One important point remains obscure. Schmerling has excavated fifty
caves in Belgium, and only found human relics in two or three of them;
and of six hundred explored by Lund in Brazil, only six contained human
bones. Similar results were obtained in the excavations of the mounds
of North America, as well as in the caves of France. M. Hamy, in a
book published a few years ago, only mentions twelve finds of human
bones, which could, without any doubt, be dated from Palaeolithic
times. True, this number has been added to by recent discoveries,
but it is still quite insignificant. It is the same thing with the
kitchen-middings and the Lake settlements. This paucity of actual
human remains forms a gap in the evidence relating to prehistoric man,
which disturbances and displacements do not sufficiently account for,
and to which we shall refer again when speaking of prehistoric tombs.
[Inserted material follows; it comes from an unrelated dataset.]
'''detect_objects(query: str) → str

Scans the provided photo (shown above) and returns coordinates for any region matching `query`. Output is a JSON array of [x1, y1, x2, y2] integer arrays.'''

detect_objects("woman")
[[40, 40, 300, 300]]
Worked flints are generally found in numbers in one place, probably
formerly a station or centre of human habitation. Men were beginning to
form themselves into societies, and the dwellings, first of the family
and then of the tribe, rapidly gathered together near some river rich
in fish, or some forest stocked with game affording plenty of food
easily obtained. The caves also afford proofs of the number of men
who inhabited them. In one alone, near Cracow, Ossowski discovered
876 bone implements, more than 3,000 flint objects, and thousands
of fragments of pottery. From the Veyrier cave, near Mount Saleve,
were taken nearly 1,000 stone implements; from those of Petit Morin,
2,000 arrow-heads; from that of Cottes, on the banks of the Gartampe,
more than 264 pounds' weight of flints, some of the Mousterien and
others of the Madeleine type, mixed with the bones of the rhinoceros,
and of several large beasts of prey of indeterminate. species. The
Abbe Ducrost picked up 4,000 flints in one dwelling alone at Solutre,
where the soil is calcareous and flint is not native, so that it must
have been brought from a distance. More than 8,000 different objects
were taken from the fine Neolithic station of Ors in the isle of
Oleron; 12,000 chips of stone, bearing marks of human workmanship,
were picked up in the Thayngen Cave, and more than 80,000 in the
different caves of Belgium. The shelter of Chaleux alone yielded 30,000
pieces of stone, at every stage of workmanship, from the waste of the
manufactory to the highly finished implement. Other explorers have
been no less fortunate. The Marquis of Wavrin found in the environs
of Grez no less than 60,000 worked stones belonging to no less than
thirty different types, chiefly arrow-heads, some triangular, others
almond-shaped, others again cutting transversely, some with and some
without feathers, some stalked, others not; in a word, arrows of every
known type. Nothing but an actual visit to the Royal Museum of Brussels
can give any idea of the importance of the discoveries made in Belgium.